Indexing Highly Repetitive String Collections, Part I: Repetitiveness Measures
Two decades ago, a breakthrough in indexing string collections made it
possible to represent them within their compressed space while at the same
time offering indexed search functionalities. As this new technology
permeated through applications like bioinformatics, the string collections
experienced a growth that outperforms Moore's Law and challenges our ability
to handle them even in compressed form. It turns out, fortunately, that
many of these rapidly growing string collections are highly repetitive,
so that their information content is orders of magnitude lower than their
plain size. The statistical compression methods used for classical collections,
however, are blind to this repetitiveness, and therefore a new set of techniques
developed in order to properly exploit it.

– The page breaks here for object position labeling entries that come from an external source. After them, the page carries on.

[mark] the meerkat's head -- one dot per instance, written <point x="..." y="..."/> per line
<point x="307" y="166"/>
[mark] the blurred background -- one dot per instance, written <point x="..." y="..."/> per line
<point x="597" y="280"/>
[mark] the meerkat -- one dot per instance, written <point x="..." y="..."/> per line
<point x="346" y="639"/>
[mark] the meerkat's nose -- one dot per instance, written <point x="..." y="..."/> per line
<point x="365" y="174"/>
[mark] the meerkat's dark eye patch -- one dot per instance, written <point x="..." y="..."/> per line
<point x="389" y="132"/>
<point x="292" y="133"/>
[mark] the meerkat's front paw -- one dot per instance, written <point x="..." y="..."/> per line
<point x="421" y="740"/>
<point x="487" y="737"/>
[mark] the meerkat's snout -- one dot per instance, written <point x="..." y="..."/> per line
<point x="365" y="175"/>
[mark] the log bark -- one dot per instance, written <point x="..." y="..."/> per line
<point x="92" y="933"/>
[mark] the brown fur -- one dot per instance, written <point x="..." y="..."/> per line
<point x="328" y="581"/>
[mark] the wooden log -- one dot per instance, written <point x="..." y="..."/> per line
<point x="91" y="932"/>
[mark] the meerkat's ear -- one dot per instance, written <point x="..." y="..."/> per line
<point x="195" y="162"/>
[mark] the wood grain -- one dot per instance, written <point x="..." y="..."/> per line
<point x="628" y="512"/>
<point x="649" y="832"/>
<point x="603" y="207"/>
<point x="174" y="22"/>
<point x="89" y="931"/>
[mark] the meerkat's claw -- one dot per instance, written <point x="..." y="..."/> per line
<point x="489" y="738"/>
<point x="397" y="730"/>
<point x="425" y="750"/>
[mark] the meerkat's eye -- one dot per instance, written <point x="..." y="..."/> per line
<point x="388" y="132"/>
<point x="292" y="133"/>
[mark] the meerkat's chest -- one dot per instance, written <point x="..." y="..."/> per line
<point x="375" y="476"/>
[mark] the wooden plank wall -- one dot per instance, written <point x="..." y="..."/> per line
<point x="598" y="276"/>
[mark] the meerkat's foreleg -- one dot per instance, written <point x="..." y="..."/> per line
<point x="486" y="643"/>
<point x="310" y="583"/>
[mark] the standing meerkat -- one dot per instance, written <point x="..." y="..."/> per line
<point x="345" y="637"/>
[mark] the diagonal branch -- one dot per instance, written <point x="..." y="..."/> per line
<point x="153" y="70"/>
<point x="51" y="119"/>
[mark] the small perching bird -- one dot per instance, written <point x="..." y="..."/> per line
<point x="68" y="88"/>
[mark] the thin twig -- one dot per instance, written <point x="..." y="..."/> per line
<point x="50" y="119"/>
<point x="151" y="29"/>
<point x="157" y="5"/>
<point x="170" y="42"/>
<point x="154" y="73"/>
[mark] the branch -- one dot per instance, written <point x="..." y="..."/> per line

The resulting indexes form a new
generation of data structures able to handle the huge repetitive string
collections that we are facing.
In this survey, formed by two parts, we cover the algorithmic developments that
have led to these data structures.
In this first part, we describe the distinct compression paradigms that have
been used to exploit repetitiveness, and the algorithmic techniques that
provide direct access to the compressed strings. In the quest for an ideal
measure of repetitiveness, we uncover a fascinating web of relations between
those measures, as well as the limits up to which the data can be recovered,
and up to which direct access to the compressed data can be provided. This is
the basic aspect of
indexability, which is covered in the second part of this survey.